Monday, Oct. 29, 1928

Gift, Sales

Some patrons of art are merely lavish. Others are both lavish and acute. The latter not only endow museums, but also assist living, impoverished artists. George Blumenthal, famed Manhattan banker, and his wife continually do both these things. Last week it was a museum's turn to benefit. To Manhattan's Metropolitan the Blumenthals gave a million dollars, which, however, must be set to accumulating interest until they die.

In the early 14th century Duccio saw and disliked stiff, awkward Byzantine mosaic figures in northern Italy. He imagined more supple figures. For 16 cents a day he painted them on the altarpiece of Siena Cathedral. His work spurred the Italian Renaissance in painting. In the 20th century John D. Rockefeller, Jr., and Clarence H. Mackay saw and liked Duccio's humanized Biblical groups, legends of simple faith in simple perspectives. They bought three of them from Sir Joseph Duveen, famed London collector. The price was estimated at more than a million dollars.

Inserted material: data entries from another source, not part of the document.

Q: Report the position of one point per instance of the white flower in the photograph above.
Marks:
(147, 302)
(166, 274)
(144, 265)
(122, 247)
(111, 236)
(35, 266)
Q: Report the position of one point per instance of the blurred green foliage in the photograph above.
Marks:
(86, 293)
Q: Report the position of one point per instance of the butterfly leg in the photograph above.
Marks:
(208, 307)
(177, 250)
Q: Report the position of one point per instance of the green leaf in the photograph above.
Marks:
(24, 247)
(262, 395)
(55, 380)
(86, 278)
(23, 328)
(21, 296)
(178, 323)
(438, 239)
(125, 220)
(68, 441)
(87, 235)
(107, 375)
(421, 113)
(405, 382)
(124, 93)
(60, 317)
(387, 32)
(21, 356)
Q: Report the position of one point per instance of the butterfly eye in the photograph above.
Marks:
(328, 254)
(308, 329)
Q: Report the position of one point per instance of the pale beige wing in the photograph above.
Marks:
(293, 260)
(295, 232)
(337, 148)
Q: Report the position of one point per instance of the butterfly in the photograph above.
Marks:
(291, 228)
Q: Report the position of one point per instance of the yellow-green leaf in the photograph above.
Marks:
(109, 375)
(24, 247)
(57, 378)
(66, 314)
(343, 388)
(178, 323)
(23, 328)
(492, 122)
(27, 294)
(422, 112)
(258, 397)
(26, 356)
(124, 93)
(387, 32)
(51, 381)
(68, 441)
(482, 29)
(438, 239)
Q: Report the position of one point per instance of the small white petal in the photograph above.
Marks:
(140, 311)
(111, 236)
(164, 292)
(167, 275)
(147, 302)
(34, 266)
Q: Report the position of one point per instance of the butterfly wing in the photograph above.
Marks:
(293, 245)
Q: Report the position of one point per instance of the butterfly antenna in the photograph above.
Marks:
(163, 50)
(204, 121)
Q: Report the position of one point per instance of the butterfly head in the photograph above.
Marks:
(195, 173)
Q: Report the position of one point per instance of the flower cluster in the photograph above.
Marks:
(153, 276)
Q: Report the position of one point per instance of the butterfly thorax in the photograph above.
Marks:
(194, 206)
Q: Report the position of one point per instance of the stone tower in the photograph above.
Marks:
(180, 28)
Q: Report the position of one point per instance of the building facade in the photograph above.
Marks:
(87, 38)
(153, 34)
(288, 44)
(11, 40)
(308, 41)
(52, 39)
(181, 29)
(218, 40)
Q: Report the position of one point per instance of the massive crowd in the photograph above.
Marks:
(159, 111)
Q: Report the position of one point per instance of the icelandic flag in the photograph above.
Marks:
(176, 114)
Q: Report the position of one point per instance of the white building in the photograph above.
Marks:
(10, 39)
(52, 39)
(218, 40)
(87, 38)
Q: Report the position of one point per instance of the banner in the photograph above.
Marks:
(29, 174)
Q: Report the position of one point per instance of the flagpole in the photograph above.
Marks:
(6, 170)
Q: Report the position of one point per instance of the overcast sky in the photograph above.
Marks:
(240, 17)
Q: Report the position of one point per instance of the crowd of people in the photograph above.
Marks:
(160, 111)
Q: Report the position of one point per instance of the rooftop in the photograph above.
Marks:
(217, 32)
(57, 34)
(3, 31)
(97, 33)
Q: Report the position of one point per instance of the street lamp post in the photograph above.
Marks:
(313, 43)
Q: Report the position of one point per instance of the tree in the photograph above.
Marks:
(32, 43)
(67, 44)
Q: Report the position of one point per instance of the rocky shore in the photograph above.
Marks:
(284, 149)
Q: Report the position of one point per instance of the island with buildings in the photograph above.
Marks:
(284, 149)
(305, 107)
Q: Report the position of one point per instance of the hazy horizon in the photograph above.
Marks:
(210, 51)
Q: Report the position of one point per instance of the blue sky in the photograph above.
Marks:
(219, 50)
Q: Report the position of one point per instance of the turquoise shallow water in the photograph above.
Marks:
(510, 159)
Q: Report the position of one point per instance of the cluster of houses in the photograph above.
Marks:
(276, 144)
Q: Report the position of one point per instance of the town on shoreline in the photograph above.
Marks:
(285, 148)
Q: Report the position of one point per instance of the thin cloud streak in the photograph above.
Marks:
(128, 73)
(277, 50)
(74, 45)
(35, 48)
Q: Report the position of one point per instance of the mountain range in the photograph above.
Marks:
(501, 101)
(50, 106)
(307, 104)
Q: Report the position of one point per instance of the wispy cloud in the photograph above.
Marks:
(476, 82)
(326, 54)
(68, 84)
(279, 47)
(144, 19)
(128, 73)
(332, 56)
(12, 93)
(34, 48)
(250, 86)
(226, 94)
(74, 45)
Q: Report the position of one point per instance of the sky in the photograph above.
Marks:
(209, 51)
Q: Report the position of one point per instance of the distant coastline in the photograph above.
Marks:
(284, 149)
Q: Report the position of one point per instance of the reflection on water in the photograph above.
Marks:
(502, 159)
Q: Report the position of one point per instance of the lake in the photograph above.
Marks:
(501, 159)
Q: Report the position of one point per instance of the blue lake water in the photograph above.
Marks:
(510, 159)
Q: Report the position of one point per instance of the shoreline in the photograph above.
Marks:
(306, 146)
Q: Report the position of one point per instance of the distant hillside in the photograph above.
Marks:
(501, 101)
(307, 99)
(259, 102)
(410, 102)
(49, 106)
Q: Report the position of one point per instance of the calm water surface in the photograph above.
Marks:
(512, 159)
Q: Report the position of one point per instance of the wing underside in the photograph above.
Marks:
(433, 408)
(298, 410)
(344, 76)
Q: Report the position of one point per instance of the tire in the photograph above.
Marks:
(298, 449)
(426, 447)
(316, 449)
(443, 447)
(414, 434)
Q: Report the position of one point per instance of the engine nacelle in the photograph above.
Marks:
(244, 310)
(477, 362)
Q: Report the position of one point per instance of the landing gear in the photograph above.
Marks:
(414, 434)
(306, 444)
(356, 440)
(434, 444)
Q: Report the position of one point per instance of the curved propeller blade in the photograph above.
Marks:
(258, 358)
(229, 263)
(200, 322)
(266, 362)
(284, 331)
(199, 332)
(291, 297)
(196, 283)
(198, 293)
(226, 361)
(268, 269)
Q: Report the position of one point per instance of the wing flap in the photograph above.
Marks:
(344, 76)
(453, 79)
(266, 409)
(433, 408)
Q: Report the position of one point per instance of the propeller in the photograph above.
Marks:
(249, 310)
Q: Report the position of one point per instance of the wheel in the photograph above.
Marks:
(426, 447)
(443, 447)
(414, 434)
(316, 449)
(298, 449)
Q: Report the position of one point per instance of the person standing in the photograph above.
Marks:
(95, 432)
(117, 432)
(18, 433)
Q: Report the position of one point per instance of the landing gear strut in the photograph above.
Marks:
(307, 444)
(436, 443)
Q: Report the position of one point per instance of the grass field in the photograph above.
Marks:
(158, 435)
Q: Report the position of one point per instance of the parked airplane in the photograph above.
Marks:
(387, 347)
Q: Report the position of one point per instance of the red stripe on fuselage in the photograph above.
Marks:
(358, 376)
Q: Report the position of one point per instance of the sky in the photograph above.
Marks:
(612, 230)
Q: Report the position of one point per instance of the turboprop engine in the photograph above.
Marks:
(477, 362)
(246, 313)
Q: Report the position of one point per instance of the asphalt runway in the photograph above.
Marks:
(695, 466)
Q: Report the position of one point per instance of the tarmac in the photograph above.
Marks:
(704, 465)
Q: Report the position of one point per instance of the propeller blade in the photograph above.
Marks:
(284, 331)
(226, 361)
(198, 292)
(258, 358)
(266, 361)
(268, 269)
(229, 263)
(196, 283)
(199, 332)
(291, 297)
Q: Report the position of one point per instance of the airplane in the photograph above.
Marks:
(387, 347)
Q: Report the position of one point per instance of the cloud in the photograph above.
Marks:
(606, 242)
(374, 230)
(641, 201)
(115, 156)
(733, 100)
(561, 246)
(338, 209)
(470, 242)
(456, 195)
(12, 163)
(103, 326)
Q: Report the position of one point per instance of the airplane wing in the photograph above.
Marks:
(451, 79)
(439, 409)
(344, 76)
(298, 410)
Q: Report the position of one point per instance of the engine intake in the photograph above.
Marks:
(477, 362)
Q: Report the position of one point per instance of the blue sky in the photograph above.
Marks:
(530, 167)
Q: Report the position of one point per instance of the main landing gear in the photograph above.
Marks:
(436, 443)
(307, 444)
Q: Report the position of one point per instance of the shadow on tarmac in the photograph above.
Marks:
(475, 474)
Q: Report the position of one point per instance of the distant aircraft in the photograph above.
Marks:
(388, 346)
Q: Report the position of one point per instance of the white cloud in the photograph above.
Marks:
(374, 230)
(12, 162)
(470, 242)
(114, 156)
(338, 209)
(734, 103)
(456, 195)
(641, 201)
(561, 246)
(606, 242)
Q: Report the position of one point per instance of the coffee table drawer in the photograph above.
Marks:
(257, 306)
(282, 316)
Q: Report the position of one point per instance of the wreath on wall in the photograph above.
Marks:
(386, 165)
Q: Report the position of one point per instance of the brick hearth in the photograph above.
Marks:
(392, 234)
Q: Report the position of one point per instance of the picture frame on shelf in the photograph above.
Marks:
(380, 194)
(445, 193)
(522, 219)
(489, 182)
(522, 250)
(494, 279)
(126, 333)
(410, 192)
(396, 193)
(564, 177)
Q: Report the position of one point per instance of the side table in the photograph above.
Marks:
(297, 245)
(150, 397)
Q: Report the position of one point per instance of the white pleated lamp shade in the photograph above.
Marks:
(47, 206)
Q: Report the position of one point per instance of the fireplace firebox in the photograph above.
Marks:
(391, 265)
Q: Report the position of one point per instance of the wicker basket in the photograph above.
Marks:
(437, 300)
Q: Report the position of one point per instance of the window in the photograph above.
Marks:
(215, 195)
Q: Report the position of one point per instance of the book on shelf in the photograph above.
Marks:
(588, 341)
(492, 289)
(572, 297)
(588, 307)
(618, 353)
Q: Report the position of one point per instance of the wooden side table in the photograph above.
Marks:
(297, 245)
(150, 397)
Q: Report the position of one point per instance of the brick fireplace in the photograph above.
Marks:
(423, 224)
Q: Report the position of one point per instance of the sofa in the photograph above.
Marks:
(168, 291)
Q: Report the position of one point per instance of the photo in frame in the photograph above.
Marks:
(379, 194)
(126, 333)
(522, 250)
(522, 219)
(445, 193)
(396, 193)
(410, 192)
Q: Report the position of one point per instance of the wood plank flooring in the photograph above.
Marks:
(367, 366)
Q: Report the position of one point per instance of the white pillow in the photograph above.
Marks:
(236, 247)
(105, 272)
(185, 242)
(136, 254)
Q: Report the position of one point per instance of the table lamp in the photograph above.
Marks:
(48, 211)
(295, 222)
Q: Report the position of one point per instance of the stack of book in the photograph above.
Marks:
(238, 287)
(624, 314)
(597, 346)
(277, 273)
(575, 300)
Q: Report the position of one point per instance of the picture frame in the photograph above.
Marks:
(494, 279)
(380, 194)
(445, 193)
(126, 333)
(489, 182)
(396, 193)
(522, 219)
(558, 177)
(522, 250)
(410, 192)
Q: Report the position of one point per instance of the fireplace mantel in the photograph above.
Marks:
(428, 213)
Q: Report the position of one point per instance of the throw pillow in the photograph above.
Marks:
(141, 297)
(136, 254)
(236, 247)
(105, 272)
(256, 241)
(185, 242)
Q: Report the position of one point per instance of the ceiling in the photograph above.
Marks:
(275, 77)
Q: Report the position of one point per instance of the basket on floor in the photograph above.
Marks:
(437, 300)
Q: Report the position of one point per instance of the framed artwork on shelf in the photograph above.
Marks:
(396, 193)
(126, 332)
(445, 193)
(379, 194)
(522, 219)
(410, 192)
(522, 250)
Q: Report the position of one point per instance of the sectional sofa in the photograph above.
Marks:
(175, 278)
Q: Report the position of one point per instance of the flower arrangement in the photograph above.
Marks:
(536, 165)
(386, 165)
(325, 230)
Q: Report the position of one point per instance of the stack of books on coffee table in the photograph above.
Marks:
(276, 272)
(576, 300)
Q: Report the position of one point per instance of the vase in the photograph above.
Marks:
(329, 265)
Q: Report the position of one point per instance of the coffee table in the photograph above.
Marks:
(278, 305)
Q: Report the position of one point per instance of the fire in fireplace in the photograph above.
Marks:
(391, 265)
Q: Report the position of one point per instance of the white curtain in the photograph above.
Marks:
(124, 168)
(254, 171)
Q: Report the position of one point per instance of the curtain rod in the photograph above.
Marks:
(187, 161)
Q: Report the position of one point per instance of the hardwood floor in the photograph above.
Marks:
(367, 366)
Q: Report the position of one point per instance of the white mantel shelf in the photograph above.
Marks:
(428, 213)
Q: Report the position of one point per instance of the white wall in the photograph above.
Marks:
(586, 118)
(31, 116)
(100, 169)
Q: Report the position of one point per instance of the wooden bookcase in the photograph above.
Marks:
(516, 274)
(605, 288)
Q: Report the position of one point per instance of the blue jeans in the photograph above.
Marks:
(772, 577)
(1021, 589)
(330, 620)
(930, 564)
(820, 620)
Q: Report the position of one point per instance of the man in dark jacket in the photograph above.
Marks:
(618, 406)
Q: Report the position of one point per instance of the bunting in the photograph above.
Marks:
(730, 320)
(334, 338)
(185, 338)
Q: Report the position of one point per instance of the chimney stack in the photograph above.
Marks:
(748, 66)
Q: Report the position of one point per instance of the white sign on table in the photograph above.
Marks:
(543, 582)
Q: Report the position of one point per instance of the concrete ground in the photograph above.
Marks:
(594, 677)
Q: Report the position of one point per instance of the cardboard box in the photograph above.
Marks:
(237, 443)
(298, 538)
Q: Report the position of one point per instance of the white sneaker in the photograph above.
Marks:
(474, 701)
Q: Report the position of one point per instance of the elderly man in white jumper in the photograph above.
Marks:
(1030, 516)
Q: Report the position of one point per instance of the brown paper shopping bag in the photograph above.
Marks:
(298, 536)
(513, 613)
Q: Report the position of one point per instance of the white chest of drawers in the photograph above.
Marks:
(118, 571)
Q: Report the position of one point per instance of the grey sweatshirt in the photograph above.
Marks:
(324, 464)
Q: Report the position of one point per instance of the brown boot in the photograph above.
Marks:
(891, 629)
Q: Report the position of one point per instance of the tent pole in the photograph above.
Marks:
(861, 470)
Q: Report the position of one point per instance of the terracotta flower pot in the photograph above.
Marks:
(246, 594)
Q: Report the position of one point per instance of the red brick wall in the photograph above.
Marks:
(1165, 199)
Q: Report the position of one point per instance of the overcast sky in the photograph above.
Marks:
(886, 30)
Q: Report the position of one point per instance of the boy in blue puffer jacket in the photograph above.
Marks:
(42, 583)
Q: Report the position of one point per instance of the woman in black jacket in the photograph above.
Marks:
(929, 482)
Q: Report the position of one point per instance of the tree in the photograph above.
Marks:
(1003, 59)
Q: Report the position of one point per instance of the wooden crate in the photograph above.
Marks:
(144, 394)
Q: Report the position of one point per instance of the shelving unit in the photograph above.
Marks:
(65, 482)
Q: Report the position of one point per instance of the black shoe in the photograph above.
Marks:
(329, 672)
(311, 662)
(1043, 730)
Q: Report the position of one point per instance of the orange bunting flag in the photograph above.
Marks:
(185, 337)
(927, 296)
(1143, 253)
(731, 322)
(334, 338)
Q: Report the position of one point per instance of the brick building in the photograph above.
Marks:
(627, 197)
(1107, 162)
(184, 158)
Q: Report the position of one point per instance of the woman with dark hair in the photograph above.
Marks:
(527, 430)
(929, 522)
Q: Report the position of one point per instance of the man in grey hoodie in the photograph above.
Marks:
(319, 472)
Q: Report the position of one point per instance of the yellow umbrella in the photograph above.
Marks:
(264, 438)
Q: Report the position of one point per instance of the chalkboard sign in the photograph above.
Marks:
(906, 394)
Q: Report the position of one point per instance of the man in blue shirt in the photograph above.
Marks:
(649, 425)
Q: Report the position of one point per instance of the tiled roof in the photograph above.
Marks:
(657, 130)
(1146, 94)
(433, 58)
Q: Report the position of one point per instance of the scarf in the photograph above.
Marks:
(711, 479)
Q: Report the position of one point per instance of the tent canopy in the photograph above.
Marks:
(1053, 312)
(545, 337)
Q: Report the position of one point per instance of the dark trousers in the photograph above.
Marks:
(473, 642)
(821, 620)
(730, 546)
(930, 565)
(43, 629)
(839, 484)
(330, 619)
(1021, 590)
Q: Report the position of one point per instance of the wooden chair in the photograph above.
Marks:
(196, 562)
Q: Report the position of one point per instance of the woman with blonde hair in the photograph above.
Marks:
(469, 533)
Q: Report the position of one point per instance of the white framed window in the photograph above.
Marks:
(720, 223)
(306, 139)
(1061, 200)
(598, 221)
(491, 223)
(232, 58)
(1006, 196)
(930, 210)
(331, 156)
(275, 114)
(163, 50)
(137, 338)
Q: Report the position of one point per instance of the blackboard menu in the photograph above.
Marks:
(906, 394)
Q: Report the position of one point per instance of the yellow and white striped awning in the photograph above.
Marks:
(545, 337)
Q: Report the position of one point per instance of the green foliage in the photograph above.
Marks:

Col. Michael Friedsam, Manhattan department store tycoon, paid between $200,000 and $300,000 for Dutchman Vermeer's Allegory of the New Testament. With lucid precision the long dead Dutchman had depicted the crucifixion, a serpent crushed beneath a stone, the Eden apple, a woman with one foot on a globe. It was the Dutchman's biggest picture--3 ft. x 3 ft.